Capacidade (conclusão)

Como ficou dito, o Código civil brasileiro de 2002 considera, em seus arts. 3º e 4º, a capacidade das pessoas (art. 1º) para adquirir direitos e deveres −ou assumi-los− de modo pessoal, por ato próprio; assim, num aspecto negativo, “são absolutamente incapazes de exercer pessoalmente os atos da vida civil os menores de 16 (dezesseis) anos”, e, ainda que de maneira relativa, os maiores de dezesseis e menores de dezoito anos, os ébrios habituais e os viciados em tóxico, os que, em virtude de causa transitória ou permanente, não puderem exprimir sua vontade, e os pródigos (art. 4º).

Não é sempre que com essa perspectiva se usa o termo “capacidade”, conforme a variação nos segmentos da ordenação positiva. Assim, quando se fala em capacidade tributária não se compreende uma aptidão para adquirir direitos ou deveres por ato pessoal, próprio, mas, sim, a aptidão de ser credor na relação tributária. Diversamente, o termo capacidade ativa, no vigente direito eleitoral brasileiro, parece compreender o exercício pessoal do direito de voto (que se prevê também como dever): outrora, ao tempo do Código político de 1824, admitia-se o voto por procuração. Por igual, o conceito de capacidade trabalhista diz com a aptidão para o exercício pessoal dos atos de trabalho.

Já a ideia de capacidade notarial −que se refere, principalmente, à capacidade dos outorgantes (mas também se estende à dos representantes e de outros intervenientes nos atos notariais)− abrange uma série de noções específicas no gênero “capacidade”, observada a variação dos ordenamentos positivos: assim, pode falar-se em capacidade aquisitiva notarial, capacidade dispositiva notarial, capacidade dos estatutos (pessoal, real e formal), capacidade dos estados civis, das dignidades, dos cargos, etc. (cf., a propósito, Miguel Fernández Casado). Em resumo, pode até dizer-se que não há questão de capacidade que deixe de ter interesse para a atuação do notário.

No campo dos registros públicos, pode também falar-se em capacidade registral: p.ex., prevê a Lei 6.015 a particular capacidade de declaração do nascimento e de óbito perante o registro civil de pessoas naturais (arts. 52 e 79); ainda, a capacidade para pleitear a alteração do nome (“O interessado, no primeiro ano após ter atingido a maioridade civil, poderá, pessoalmente ou por procurador bastante, alterar o nome, desde que não prejudique os apelidos de família, averbando-se a alteração que será publicada pela imprensa” −art. 57; cf. também o § 8º do mesmo art. 57 sobre a capacidade dos enteados para averbar “o nome de família de seu padrasto ou de sua madrasta, desde que haja expressa concordância destes, sem prejuízo de seus apelidos de família”).

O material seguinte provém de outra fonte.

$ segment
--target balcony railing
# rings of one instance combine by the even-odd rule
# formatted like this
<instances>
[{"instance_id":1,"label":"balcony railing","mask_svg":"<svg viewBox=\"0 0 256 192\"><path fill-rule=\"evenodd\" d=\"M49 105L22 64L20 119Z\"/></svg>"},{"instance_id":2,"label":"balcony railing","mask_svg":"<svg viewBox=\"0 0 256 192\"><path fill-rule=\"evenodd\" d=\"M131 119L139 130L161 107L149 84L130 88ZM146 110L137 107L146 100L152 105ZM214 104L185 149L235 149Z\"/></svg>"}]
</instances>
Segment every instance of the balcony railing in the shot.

Quanto ao registro imobiliário, a mesma Lei 6.015 prevê ampla capacidade registral –“O registro e a averbação poderão ser provocados por qualquer pessoa, incumbindo-lhe as despesas respectivas“ (art. 217)−, o disponente em título gratuito, inclusive, como se lê no art. 218: “Nos atos a título gratuito, o registro pode também ser promovido pelo transferente, acompanhado da prova de aceitação do beneficiado”. Em hipóteses particulares, pode disputar-se acerca de alguma restrição a essa amplitude: p.ex., para o registro de bem de família, a Lei prevê: “o instituidor apresentará ao oficial do registro a escritura pública de instituição, para que mande publicá-la na imprensa local e, à falta, na da Capital do Estado ou do Território” (art. 261);  ou ainda quando se trate do que se pode designar de solicitante samaritano, conjectura pouco provável de ocorrer, qual a de alguém que, encontrando um título caído ao solo, resolve, por filantropia ou talvez caridade, pleitear seu registro no ofício imobiliário.